L’azzeramento delle forniture russe in questi giorni ha avuto conseguenze minime in Francia solo perché protetta dalla fortissima produzione interna di energia nucleare. Ha ridotto la progressione degli stoccaggi in Italia, li ha fatti invece calare in Germania, che ormai consuma tutto ciò che riceve da Mosca.
Draghi conta sul fatto che il cancelliere tedesco Scholz dovrà affrontare la situazione. Continuerà il suo pressing sin da domani pomeriggio, e tenterà di farsi forte del sostegno di Washington, che per il momento chiede un tetto solo al prezzo del petrolio. Una fonte diplomatica, sotto stretto anonimato, la spiega così: «Per il cancelliere tedesco questo vertice sarà la prova del fuoco della credibilità come successore di Angela Merkel. Il primo a trarre vantaggio da una scelta coraggiosa sul tema del gas sarebbe lui».
Davanti ai sei leader del ritrovato blocco occidentale Draghi insisterà anche su un altro punto: il tetto aiuterebbe a sgonfiare la bolla inflazionistica. «Sin dagli anni Settanta è sempre andata così: gli aumenti di una materia prima finiscono per spargersi sulle altre merci». Nonostante le premesse della vigilia, ieri il blocco dei Paesi nordici non ha messo in difficoltà Christine Lagarde la numero uno della Banca Centrale Europea per il piano contro la speculazione verso i titoli italiani. Ma il forte aumento dei prezzi in Europa sta accelerando l’aumento dei tassi di interesse e rischia di colpire anzitutto i Paesi ad alto debito come l’Italia.

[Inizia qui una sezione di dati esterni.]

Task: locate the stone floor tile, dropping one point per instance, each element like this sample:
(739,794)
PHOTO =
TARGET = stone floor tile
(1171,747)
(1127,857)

Se la pressione dei prezzi non calerà, l’Unione in autunno si troverà davanti a un pericoloso mix di crescita in calo, inflazione e tassi di interesse in crescita. Un mix che potrebbe avere conseguenze nefaste anche su una trattativa che nel frattempo dovrà interessare tutti i leader europei: quella per la riforma del Patto di stabilità.